The recent attention devoted to AI in the media has sparked conversations with a variety of audiences on how ALICE uses the technology and how our approach differs from products like ChatGPT. In this post, we define some of the fundamental technologies at play and illustrate how generative construction scheduling is distinctive from more mainstream, general use AI solutions.
AI stands for Artificial Intelligence. It refers to the simulation of human intelligence in software that is programmed to think and learn like humans. The goal of AI is to develop systems that can perform tasks that typically require human intelligence – such as visual perception, speech recognition, decision-making, problem-solving, and language understanding – while avoiding common human biases and limitations.
AI encompasses a wide range of techniques and approaches, including machine learning, neural networks, scheduling and planning, natural language processing, computer vision, robotics, and more. These methods allow AI systems to analyze large amounts of data, identify patterns, make inferences and predictions, and adapt their behavior based on experience.
According to McKinsey and company, “Generative artificial intelligence (AI) describes algorithms that can be used to create new content, including audio, code, images, text, simulations, and videos.” The primary characteristic of generative AI is its ability to produce original and creative outputs, rather than just recognizing or classifying existing data. This sets it apart from other types of AI, such as discriminative AI, which focuses on categorizing or classifying data.
ALICE is generative. And it is powered by AI. But ALICE is different than “general use” products like Chat GPT in a number of important ways.
ALICE is generative, creating numerous potential schedules for a construction project based on essential information about that project and its constraints. We refer to this process as generative construction scheduling.

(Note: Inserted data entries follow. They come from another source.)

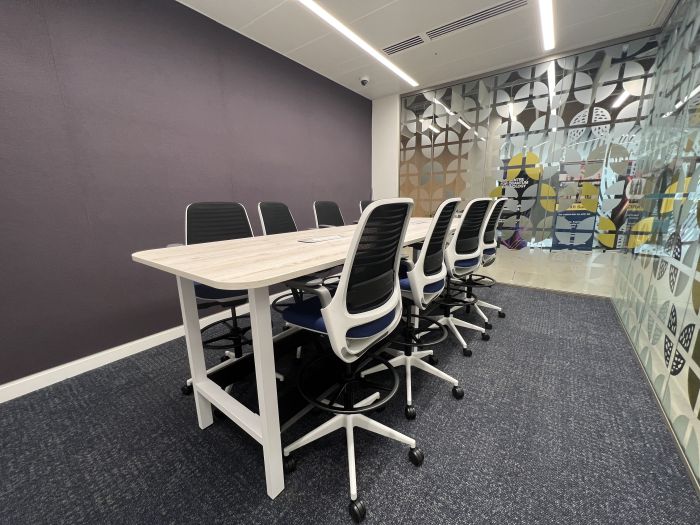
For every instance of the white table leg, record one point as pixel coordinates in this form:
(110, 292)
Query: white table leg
(195, 351)
(264, 357)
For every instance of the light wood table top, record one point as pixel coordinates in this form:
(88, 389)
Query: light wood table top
(255, 262)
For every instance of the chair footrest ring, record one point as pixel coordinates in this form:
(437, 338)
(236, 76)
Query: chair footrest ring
(428, 332)
(341, 395)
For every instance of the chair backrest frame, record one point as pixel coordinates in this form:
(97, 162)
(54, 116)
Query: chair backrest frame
(337, 315)
(489, 240)
(435, 241)
(272, 225)
(216, 221)
(327, 207)
(473, 222)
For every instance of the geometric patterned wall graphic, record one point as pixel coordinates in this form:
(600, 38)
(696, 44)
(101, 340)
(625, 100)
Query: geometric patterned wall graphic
(657, 280)
(559, 139)
(594, 151)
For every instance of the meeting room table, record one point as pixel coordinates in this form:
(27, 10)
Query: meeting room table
(253, 264)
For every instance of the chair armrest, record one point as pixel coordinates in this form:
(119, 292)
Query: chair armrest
(312, 286)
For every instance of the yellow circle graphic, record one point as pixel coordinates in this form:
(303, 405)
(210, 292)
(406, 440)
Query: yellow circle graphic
(640, 233)
(667, 203)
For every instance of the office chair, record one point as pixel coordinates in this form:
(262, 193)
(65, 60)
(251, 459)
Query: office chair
(462, 257)
(275, 217)
(327, 214)
(211, 222)
(364, 204)
(490, 245)
(421, 282)
(355, 319)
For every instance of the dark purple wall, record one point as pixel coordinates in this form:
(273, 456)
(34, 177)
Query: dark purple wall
(114, 114)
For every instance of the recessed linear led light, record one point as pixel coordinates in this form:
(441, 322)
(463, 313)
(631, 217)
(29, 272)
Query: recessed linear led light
(547, 24)
(355, 39)
(688, 96)
(621, 99)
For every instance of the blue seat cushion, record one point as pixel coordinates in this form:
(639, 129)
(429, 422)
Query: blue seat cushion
(202, 291)
(429, 288)
(307, 314)
(467, 263)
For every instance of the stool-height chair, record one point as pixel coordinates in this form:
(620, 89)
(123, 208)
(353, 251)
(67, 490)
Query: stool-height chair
(211, 222)
(421, 282)
(364, 204)
(275, 217)
(327, 214)
(355, 319)
(490, 245)
(463, 256)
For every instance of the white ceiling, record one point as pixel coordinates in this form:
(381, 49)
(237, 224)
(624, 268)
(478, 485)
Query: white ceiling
(287, 27)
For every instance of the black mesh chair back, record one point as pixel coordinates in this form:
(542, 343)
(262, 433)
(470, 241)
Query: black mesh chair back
(275, 217)
(494, 217)
(434, 255)
(216, 221)
(327, 213)
(469, 232)
(373, 274)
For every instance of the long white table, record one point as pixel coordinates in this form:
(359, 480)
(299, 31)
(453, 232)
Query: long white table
(251, 264)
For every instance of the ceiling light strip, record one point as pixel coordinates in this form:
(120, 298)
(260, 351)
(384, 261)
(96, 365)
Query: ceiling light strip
(356, 39)
(547, 24)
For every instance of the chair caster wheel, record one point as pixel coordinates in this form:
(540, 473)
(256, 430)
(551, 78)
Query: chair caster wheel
(410, 412)
(358, 511)
(416, 456)
(289, 465)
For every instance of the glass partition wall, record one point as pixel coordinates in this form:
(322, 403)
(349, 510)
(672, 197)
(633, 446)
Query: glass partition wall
(657, 284)
(559, 138)
(596, 152)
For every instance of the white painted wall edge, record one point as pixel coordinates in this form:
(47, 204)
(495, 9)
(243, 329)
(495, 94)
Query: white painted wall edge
(25, 385)
(385, 147)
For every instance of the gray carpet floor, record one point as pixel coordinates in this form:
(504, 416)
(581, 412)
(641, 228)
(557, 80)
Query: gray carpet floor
(558, 425)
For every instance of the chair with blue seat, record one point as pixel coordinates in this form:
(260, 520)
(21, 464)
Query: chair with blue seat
(462, 257)
(327, 214)
(490, 244)
(355, 319)
(421, 282)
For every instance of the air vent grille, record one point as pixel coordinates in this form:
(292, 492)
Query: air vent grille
(475, 18)
(395, 48)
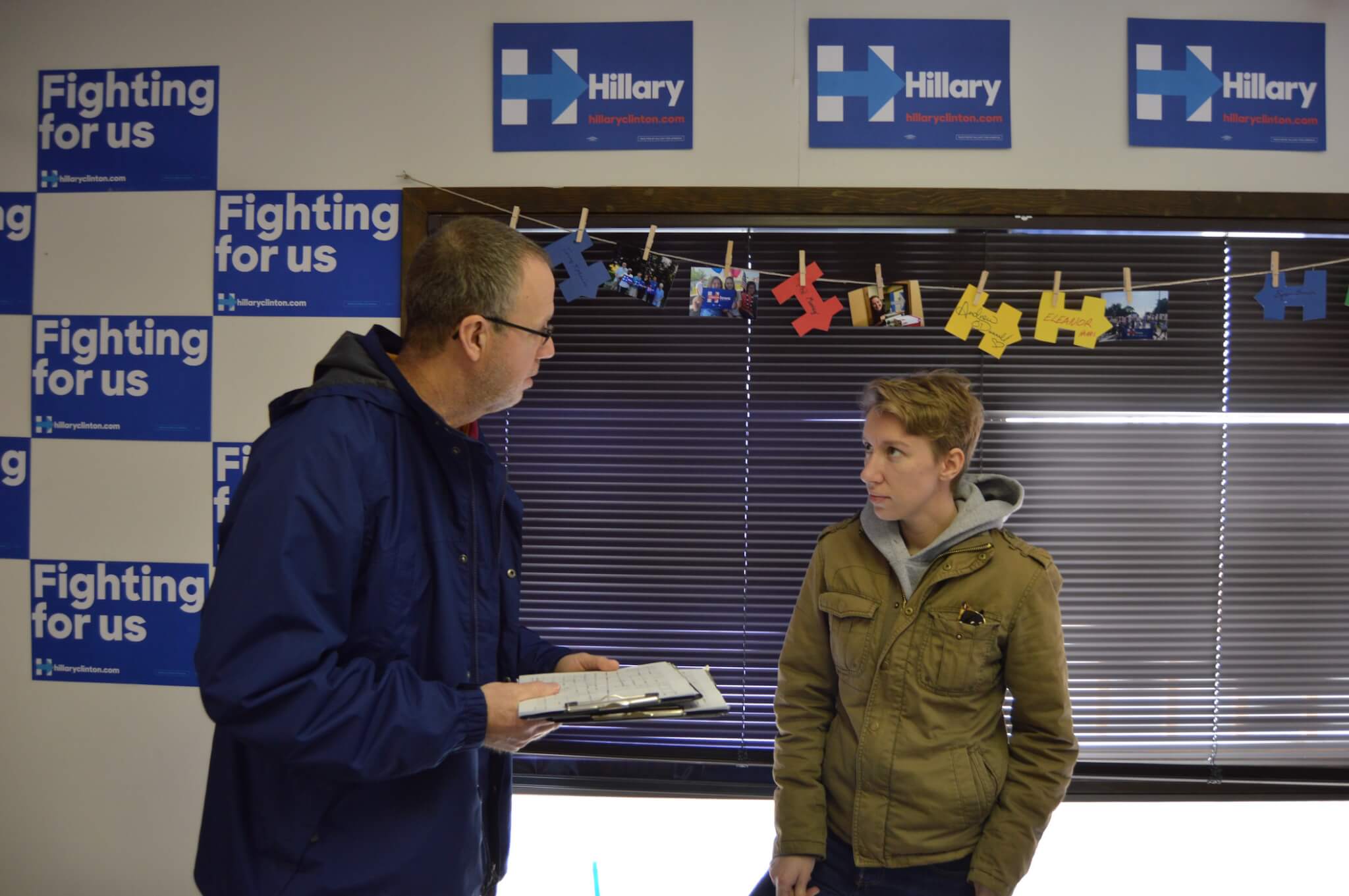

ALICE combines proprietary algorithms with a parametric, rules-based engine that understands construction logic and constraints. The ALICE platform parametrizes project data to automatically generate construction schedules and optimize work sequences based on:
So how is it different?
ALICE is a purpose-built solution designed to help construction companies and owners develop and explore potential construction schedules for their projects. ChatGPT, in contrast, is a general purpose tool that can be used for everything from crafting a blog post to creating a recipe for guacamole in the style of the King James bible.
ALICE does not use large language models, as ChatGPT does. Rather than using a large, generic data set, ALICE instead creates construction schedules based on the data and constraints (e.g. scope, time and cost) that each ALICE customer enters into the software. ALICE is a parametric solution that applies its algorithms to the parameters it is given to develop scheduling options.
ALICE does not currently use machine learning, as ChatGPT and Google Bard do. We see a variety of ways in which we could integrate machine learning into the ALICE platform and are currently exploring opportunities to apply the technology.
Machine learning is a subset of AI. McKinsey defines the term this way: “Machine learning is a form of artificial intelligence based on algorithms that are trained on data. These algorithms can detect patterns and learn how to make predictions and recommendations by processing data and experiences, rather than by receiving explicit programming instruction. The algorithms also adapt in response to new data and experiences to improve their efficacy over time.”
The ALICE platform gives its users not only the ability to create a variety of construction schedule options, but also the opportunity to run “what if” analyses and refine the most promising options. Customers might ask questions like “what if I added a second crane?” or “what if I ran my framing crew overtime for a week?” – and then change parameters to understand the impact of these decisions on the schedules they are considering. ALICE calls this process of exploration and experimentation “construction optioneering.”
ChatGPT, Google Bard, and other AI systems that are based on probabilistic large language models have problems with hallucinations. This occurs when the LLM generates false information.
They occur because LLMs have no understanding of the underlying reality that language describes.”
(image source: Unsplash)
ALICE does not use LLMs, is not probabilistic, and therefore does not hallucinate. In construction, the stakes are high, and there is no room for arbitrary solutions. Users of the ALICE platform can be fully confident in the schedules it produces, as they are bound by the constraints its users enter – as well as the laws of physics. Just as construction professionals have long trusted other parameter-driven solutions, such as Revit, so can they also trust ALICE. LLMs, in contrast, do not effectively account for user constraints. In a world as exacting as construction, their output is not trustworthy.
ALICE does not currently make predictions based on past data. Instead, we work with current data about customers’ projects and help them to create optimal schedule solutions based on that information.
While we cannot speak for other firms, ALICE does not expose a customer’s proprietary data to others in any way. Nor is it used to “train” our AI systems.